You are to plant, and then to plant again
Where you have gathered, gathering as you go;
For you are in the fields that are eternal,
And you have not the burden of the Lord
Upon your mortal shoulders. What you have
Is a light yoke, made lighter by the wearing,
Till it shall have the wonder and the weight
Of a clear jewel, shining with a light
Wherein the sun and all the fiery stars
May soon be fading. When Gamaliel said
That if they be of men these things are nothing,
But if they be of God they are for none
To overthrow, he spoke as a good Jew,
And one who stayed a Jew; and he said all.
And you know, by the temper of your faith,
How far the fire is in you that I felt
Before I knew Damascus. A word here,
Or there, or not there, or not anywhere,
Is not the Word that lives and is the life;
And you, therefore, need weary not yourselves
With jealous aches of others.

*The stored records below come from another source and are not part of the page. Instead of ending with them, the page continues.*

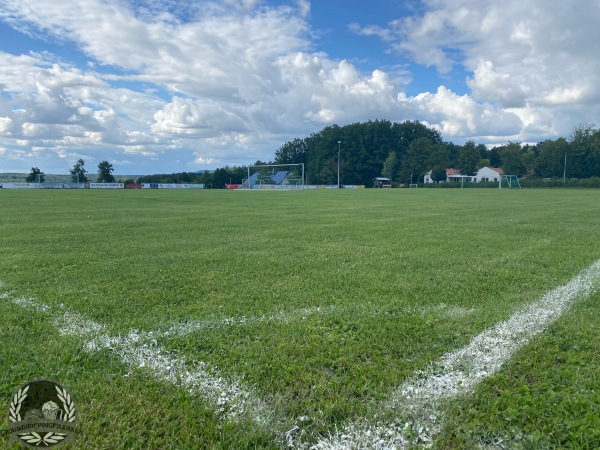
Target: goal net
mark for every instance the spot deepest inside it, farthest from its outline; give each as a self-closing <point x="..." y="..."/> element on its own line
<point x="509" y="182"/>
<point x="275" y="176"/>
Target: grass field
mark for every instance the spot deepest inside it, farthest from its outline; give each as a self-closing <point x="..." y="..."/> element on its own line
<point x="236" y="320"/>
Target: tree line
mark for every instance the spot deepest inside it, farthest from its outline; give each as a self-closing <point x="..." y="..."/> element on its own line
<point x="78" y="173"/>
<point x="404" y="152"/>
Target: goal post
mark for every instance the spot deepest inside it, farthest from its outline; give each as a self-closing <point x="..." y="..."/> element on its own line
<point x="509" y="182"/>
<point x="275" y="176"/>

If the world
Were not a world of aches and innovations,
Attainment would have no more joy of it.
There will be creeds and schisms, creeds in creeds,
And schisms in schisms; myriads will be done
To death because a farthing has two sides,
And is at last a farthing. Telling you this,
I, who bid men to live, appeal to Caesar.
Once I had said the ways of God were dark,
Meaning by that the dark ways of the Law.

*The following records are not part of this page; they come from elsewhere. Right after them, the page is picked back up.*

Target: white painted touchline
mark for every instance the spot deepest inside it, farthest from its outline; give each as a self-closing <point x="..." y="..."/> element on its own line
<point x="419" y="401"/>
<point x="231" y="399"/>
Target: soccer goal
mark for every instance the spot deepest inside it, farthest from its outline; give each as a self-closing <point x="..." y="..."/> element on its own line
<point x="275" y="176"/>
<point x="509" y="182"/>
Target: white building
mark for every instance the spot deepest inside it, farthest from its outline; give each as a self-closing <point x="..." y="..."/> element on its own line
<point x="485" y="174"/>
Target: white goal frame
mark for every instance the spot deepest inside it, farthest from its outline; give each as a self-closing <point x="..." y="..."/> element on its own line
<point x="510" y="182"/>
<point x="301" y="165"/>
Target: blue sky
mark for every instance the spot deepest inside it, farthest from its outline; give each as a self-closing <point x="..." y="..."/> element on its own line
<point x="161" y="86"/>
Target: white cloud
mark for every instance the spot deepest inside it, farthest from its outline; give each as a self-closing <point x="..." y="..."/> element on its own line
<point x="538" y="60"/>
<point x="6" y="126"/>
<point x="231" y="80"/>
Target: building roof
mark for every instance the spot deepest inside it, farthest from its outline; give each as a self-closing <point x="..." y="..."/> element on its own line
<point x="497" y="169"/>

Such is the glory of our tribulations;
For the Law kills the flesh that kills the Law,
And we are then alive. We have eyes then;
And we have then the Cross between two worlds —
To guide us, or to blind us for a time,
Till we have eyes indeed. The fire that smites
A few on highways, changing all at once,
Is not for all. The power that holds the world
Away from God that holds himself away —
Farther away than all your works and words
Are like to fly without the wings of faith —
Was not, nor ever shall be, a small hazard
Enlivening the ways of easy leisure
Or the cold road of knowledge. When our eyes
Have wisdom, we see more than we remember;
And the old world of our captivities
May then become a smitten glimpse of ruin,
Like one where vanished hewers have had their day
Of wrath on Lebanon. Before we see,
Meanwhile, we suffer; and I come to you,
At last, through many storms and through much night.